Our study found a negative association between maternal fasting glucose concentrations in GW 28 and offspring CRP concentrations at 3 and 5 years of age. A follow-up study in adult offspring, however, found no difference in CRP concentrations between those born to mothers with GDM and those without36, suggesting that the association diminishes with age. Instead, that study found higher CRP concentrations in adult offspring born by mothers with pre-pregnancy overweight compared to those with normal weight36. In our study we did not obtain data on environmental exposures (e.g. diet, physical activity) which might affect the association between maternal glucose levels and offspring CRP concentration.

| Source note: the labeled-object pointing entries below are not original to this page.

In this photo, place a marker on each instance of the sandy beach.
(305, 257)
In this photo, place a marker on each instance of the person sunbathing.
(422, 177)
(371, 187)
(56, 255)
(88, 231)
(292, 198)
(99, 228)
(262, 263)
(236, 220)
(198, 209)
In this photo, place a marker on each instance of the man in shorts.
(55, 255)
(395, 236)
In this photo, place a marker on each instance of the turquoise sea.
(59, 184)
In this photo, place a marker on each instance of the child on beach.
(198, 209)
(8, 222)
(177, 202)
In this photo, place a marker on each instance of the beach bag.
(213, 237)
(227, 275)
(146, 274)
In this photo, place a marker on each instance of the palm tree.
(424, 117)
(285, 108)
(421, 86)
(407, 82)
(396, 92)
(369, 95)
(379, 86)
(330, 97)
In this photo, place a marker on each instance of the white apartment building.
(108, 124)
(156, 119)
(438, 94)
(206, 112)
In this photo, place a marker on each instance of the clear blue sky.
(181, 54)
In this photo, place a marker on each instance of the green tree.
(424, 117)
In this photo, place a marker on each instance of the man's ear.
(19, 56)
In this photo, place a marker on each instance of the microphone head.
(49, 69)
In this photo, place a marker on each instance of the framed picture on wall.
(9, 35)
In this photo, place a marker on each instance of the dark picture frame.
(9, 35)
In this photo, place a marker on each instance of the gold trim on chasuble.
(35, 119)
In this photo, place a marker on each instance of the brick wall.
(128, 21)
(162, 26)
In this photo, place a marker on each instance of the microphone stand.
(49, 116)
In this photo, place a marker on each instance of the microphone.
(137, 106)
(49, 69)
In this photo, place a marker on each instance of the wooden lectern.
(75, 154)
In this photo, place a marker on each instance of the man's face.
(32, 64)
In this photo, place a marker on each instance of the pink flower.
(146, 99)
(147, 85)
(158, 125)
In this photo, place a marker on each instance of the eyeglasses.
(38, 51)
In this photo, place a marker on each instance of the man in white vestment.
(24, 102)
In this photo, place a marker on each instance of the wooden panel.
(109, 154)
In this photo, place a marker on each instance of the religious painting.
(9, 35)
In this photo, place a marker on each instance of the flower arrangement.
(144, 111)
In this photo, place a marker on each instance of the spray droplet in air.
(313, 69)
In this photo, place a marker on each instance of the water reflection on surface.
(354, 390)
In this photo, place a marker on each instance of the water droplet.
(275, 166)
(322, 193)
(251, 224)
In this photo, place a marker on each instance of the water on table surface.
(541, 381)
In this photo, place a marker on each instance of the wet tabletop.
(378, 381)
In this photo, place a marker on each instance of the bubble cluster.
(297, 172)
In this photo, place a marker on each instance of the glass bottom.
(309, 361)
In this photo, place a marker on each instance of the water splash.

Therefore, further research is needed to fully understand the mechanisms behind this association.

An important strength of the present study is the longitudinal design consisting of blood sampling and anthropometric measurements of the mother–offspring dyads through pregnancy and early childhood until the age of 5 years. Furthermore, this study includes women with overweight or obesity without GDM in a Danish setting, which allowed us to investigate a wider spectrum of maternal glucose concentrations as the diagnostic threshold for GDM is higher in Denmark compared to other countries. This adds valuable information to the current literature in a high-risk population for developing GDM and the association with long-term offspring health. However, the findings presented in this paper rely on secondary analyses and should therefore be considered exploratory whereby causality cannot be established. Further, results from observational longitudinal studies are subject to confounding by co-existing behavioral and environmental factors challenging interpretation. Also, generalization of our findings to other populations is limited because of different diagnostic thresholds for GDM, and differences in methodology and sample size between studies.

In conclusion, maternal glucose concentrations during pregnancy in women with overweight or obesity who do not have GDM are positively associated with cord blood C-peptide concentration, weight-for-length, and BMI z-score in the offspring at birth, but not with glucose and insulin concentrations in the offspring during the first 5 years of life. Thus, adequate monitoring and optimal control of maternal glycemia during pregnancy may be important even when GDM is not present in women with overweight and obesity.